Small business is too big

This article is about how to target small businesses when promoting your service/products.

“Small business” is a too broad, stop using that term in your head

There are only two types of small businesses: one that sell out all products they make. one that need help selling.

These two types are the ONLY thing you need to think about when targeting your service at “small businesses”.

Small businesses (lets call it Type A) who sell out products need help to smooth operation.

Small businesses (lets call it Type S) who need help selling need help to get distribution.

Before Type S becomes Type A, it needs to do ONLY two things:

  1. Make remarkable products, a purple cow.
  2. Find first 5 customers who love you. 1 is too few, 10 is too many. 5 is a good number to shoot for in one month. Once you have 5 customers who love you, they will spread the words. It will not take as long to get the next 50.

How do you take your startup/business from Type S to Type A.

It will be a painstaking process to go from Type S to Type A. The most important is to build the purple cow that address a must-solve problem with laser focus. It’s ideal if you can identify an urgent need before making products.

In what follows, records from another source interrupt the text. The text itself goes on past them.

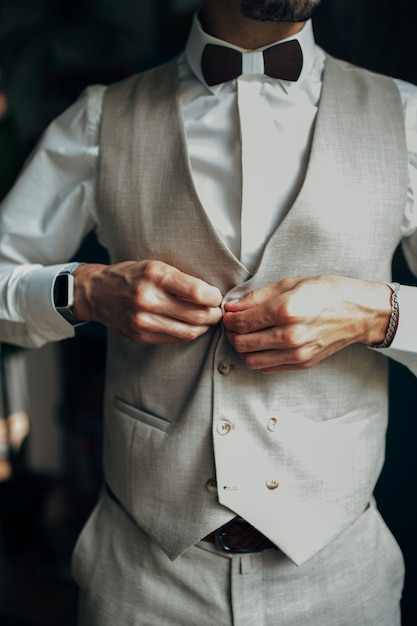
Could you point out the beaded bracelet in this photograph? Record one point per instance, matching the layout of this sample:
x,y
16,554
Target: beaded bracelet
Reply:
x,y
393,320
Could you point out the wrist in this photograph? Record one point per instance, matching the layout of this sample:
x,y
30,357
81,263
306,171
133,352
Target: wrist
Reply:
x,y
392,324
84,282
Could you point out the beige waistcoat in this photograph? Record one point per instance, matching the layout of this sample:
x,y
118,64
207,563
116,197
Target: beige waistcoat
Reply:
x,y
297,454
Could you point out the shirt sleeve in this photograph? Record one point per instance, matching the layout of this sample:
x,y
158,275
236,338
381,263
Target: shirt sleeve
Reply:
x,y
404,347
43,221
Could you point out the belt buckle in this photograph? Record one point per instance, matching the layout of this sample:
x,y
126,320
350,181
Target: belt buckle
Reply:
x,y
219,540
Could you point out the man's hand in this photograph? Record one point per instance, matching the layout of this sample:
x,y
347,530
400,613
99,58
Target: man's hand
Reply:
x,y
298,322
147,301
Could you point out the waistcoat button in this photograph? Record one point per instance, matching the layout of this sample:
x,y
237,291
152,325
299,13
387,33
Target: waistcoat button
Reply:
x,y
211,485
272,424
272,484
223,428
224,368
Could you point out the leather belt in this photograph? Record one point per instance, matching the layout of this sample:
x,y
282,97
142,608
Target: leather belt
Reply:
x,y
238,537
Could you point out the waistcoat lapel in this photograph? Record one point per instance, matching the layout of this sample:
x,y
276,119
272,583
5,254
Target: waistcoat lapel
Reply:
x,y
168,407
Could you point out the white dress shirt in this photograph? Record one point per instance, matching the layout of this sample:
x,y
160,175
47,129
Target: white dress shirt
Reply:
x,y
249,141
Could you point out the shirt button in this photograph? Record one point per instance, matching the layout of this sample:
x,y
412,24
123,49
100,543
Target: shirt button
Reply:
x,y
211,485
223,428
272,484
224,367
272,424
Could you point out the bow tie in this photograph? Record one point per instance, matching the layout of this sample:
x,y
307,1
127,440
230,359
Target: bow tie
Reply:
x,y
220,63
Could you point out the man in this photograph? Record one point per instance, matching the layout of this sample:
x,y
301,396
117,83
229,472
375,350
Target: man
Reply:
x,y
251,221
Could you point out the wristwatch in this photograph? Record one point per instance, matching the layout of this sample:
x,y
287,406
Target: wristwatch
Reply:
x,y
63,293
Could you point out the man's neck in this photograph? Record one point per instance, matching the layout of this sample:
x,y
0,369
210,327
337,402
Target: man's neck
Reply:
x,y
222,19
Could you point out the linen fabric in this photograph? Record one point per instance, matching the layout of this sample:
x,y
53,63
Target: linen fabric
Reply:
x,y
305,481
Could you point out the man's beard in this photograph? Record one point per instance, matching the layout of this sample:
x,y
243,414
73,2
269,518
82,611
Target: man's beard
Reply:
x,y
278,10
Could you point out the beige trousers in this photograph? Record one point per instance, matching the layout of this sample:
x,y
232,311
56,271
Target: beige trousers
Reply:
x,y
126,580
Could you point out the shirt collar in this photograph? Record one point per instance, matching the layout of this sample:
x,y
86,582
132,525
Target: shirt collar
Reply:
x,y
198,38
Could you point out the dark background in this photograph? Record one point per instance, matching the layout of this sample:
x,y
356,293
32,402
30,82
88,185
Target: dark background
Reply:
x,y
49,51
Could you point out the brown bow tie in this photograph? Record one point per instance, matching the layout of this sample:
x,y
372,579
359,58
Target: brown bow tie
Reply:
x,y
220,63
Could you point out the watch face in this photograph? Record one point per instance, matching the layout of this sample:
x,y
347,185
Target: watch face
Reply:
x,y
63,290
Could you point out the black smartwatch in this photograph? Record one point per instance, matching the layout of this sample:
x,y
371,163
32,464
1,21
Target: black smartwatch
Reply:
x,y
63,293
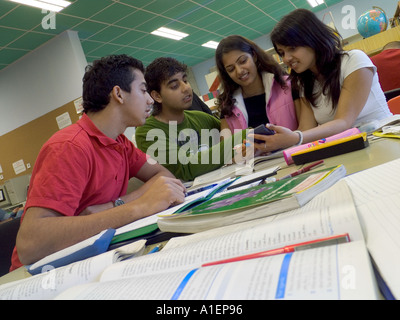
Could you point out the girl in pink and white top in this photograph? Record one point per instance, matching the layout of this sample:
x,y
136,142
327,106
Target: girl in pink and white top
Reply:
x,y
255,89
338,89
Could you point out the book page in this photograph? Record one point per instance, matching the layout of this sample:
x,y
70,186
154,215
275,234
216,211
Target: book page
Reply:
x,y
48,285
331,272
376,193
324,216
331,212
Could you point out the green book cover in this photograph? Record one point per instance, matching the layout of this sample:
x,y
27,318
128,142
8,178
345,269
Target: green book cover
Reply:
x,y
262,194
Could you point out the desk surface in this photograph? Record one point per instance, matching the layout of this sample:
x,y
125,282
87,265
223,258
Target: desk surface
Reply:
x,y
381,150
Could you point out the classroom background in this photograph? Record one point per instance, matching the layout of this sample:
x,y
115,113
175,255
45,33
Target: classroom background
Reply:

But if you have made a product but do not have a precise idea who will need it, you are in a tough boat.

But do not give up.

Think deep, and tirelessly reach out to 20 prospects per segment you think might need your service. While reaching out, keep in mind which camp your prospects (if you are targeting at small businesses) are in, are they Type A or Type S. Make sure your products only stand for one thing when reaching out to Type A or Type S, either helping operation (for Type A), or helping to drive demand (for Type S), not both, or you will end up doing neither.

No matter Type A or Type S, the best scenario is your prospects do not need further education. Because education is expensive (email back and forth, phone calls, video conferencing, demo, on site, or worse, spending time to come up educational materials that explain a product that is not needed…you name it), and its a red flag: if they need too much education, their needs are not urgent, because they don’t know they have that need. Duh!

Time to pivot

But if you have tried but failed to get people adopting, assuming your message is clear, then give it last try by getting “launch” help from experts such as Charlie Hoehn, who can help you scale up your precision reach.

If it still fails, its time to pivot your product and service. Repeat above process.

Summary

  1. If your ideal customers are Type A: make sure your service helps them ease operation pain that comes from their own success. Needs such as payroll, staffing, hiring, expense, logistics, customer service…you know, “boring” stuff.
  2. If your ideal customers are Type B: make sure your service helps them get from 0 to 1, drive demand, reach bigger audience, improve product quality. Needs such as marketing, social media outreach, PR, advertising, improving product quality…you know, “fancy” stuff.
  3. Finally, do not think “small business” anymore.